4. The production method according to claim 1, wherein the antifreeze protein is derived from a fungi.

5. Use of an antifreeze protein for producing a heat processed food.

6. A heat processed food, comprising an antifreeze protein.

7. The heat processed food according to claim 6, the content of the antifreeze protein in the heat processed food is not less than 0.00001% by mass.

8. The heat processed food according to claim 6, wherein the antifreeze protein is derived from a plant.

9. The heat processed food according to claim 6, wherein the antifreeze protein is derived from a fungi.

10. The heat processed food according to claim 6, wherein the heat processed food is a frozen food, a microwave food, a chilled food or a retort pouch food.

11. A method for improving a heating treatment effect on a heat processed food, comprising the step of adding an antifreeze protein to a food material or a food.

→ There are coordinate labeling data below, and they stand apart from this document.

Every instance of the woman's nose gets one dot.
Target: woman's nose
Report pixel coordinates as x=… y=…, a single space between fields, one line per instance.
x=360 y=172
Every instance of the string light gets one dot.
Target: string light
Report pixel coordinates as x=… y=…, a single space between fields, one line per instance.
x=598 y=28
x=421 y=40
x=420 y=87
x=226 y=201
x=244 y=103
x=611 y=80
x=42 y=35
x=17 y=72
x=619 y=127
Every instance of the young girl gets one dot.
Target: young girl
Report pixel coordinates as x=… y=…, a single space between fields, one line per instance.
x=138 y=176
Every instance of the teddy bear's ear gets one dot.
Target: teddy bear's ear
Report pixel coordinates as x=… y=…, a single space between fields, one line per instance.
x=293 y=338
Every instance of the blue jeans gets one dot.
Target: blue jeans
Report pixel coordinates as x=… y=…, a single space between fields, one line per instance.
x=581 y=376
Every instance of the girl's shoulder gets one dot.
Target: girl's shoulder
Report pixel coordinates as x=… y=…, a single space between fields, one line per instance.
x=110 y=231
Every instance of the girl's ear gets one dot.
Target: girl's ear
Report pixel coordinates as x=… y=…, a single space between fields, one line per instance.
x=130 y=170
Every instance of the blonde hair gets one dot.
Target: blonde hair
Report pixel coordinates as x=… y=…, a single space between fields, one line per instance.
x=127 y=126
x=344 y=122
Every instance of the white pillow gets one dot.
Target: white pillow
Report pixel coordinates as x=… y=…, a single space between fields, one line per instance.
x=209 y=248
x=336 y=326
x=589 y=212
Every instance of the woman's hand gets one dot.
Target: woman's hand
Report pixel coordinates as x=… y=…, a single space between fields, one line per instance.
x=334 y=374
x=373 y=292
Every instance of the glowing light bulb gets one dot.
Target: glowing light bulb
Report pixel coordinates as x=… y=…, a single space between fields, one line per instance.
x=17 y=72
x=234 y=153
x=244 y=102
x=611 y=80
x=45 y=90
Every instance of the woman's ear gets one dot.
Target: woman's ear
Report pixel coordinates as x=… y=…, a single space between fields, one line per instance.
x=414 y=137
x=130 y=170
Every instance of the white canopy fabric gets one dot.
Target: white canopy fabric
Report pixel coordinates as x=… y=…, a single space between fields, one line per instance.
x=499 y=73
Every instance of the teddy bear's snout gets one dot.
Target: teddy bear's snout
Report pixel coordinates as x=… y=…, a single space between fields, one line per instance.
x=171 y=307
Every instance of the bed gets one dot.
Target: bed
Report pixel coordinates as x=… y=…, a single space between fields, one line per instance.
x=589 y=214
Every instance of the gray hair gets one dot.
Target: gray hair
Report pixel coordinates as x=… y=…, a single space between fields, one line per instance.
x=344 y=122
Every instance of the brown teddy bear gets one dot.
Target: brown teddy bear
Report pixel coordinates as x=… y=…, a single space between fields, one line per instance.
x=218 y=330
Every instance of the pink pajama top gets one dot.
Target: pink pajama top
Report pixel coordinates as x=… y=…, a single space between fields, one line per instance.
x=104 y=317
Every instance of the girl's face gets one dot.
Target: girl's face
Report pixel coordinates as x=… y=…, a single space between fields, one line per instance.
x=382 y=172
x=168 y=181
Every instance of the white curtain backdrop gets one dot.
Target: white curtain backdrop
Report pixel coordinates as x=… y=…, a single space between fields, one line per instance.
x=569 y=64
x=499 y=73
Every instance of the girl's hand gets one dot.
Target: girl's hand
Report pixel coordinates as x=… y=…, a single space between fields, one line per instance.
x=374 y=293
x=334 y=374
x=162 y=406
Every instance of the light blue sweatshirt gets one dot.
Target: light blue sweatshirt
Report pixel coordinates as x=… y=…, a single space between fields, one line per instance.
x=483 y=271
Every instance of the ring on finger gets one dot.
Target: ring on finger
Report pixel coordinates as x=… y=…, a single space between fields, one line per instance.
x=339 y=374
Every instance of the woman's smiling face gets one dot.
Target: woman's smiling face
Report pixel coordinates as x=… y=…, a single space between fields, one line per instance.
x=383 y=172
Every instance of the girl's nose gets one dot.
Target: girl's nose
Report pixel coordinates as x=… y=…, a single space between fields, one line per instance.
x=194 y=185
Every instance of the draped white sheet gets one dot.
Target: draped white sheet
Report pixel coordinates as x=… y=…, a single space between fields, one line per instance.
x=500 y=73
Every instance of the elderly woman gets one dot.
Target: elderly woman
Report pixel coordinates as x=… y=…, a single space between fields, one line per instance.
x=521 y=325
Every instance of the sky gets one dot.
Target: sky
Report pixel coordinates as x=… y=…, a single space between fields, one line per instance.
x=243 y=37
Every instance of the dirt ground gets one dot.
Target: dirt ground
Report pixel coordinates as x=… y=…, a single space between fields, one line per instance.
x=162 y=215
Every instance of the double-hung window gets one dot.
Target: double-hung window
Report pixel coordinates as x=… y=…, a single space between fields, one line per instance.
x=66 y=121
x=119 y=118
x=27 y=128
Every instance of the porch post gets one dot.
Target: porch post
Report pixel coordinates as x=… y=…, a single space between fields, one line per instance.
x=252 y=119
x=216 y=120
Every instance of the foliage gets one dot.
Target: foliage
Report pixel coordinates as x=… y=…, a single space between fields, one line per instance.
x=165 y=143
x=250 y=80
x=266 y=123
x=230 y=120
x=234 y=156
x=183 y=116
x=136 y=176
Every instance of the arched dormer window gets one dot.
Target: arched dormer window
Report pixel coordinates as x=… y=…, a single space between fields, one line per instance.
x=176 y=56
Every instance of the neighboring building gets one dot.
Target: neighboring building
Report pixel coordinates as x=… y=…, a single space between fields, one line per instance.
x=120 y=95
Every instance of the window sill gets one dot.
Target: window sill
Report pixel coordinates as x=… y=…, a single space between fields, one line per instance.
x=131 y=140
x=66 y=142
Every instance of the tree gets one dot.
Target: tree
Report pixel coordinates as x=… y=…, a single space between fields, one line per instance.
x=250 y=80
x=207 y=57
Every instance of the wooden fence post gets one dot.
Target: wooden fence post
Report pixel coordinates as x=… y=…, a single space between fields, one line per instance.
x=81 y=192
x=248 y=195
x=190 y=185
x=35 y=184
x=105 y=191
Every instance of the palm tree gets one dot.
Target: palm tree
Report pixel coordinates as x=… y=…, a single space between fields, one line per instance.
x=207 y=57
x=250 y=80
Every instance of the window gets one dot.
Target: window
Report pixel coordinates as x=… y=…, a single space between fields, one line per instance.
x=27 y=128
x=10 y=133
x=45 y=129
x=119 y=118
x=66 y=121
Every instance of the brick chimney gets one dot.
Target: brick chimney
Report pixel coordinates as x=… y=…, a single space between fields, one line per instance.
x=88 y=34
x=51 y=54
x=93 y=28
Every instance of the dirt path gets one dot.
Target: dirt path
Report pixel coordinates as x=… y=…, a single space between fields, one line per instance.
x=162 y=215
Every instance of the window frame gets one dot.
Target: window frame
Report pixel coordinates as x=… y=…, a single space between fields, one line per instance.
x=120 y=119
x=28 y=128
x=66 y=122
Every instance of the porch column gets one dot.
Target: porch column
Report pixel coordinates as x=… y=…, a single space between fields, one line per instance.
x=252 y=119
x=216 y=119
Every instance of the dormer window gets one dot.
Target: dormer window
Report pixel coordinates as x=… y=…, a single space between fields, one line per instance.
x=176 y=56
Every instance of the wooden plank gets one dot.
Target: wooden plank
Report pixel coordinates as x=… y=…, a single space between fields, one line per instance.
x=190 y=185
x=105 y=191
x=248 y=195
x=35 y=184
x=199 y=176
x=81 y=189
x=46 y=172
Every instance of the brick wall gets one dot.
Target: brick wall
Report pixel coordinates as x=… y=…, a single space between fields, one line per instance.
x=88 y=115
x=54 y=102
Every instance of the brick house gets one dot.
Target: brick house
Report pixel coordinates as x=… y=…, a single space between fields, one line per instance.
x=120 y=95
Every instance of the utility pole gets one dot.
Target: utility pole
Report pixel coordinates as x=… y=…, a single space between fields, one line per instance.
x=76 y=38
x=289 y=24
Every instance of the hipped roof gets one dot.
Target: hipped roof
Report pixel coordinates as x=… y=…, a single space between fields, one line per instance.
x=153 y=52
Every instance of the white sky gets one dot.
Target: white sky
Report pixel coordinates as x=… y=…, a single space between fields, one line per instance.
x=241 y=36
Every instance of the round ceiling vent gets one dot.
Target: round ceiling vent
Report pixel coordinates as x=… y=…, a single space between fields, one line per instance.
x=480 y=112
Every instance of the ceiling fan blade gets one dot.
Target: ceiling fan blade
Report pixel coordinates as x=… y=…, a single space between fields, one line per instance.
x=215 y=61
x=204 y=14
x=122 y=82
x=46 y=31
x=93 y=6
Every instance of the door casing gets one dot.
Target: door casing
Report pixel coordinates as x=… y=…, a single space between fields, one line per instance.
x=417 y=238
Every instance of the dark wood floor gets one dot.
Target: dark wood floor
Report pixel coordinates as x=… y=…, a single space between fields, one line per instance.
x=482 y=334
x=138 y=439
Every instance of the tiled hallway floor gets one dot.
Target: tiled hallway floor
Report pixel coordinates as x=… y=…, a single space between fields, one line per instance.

12. The method for improving a heating treatment effect according to claim 11, wherein the heating treatment effect is to shorten a heating time.

13. The method for improving a heating treatment effect according to claim 11, wherein the heating treatment effect is to inhibit the unevenness of heating.

14. An agent for improving a heating treatment effect on a heat processed food, comprising an antifreeze protein.

15. The agent for improving a heating treatment effect according to claim 14, wherein the antifreeze protein is derived from a plant.

16. The agent for improving a heating treatment effect according to claim 14, wherein the antifreeze protein is derived from a fungi.

17. The production method according to claim 2, wherein the antifreeze protein is derived from a plant.

18. The production method according to claim 2, wherein the antifreeze protein is derived from a fungi.

19. The heat processed food according to claim 7, wherein the antifreeze protein is derived from a plant.

20. The heat processed food according to claim 7, wherein the antifreeze protein is derived from a fungi.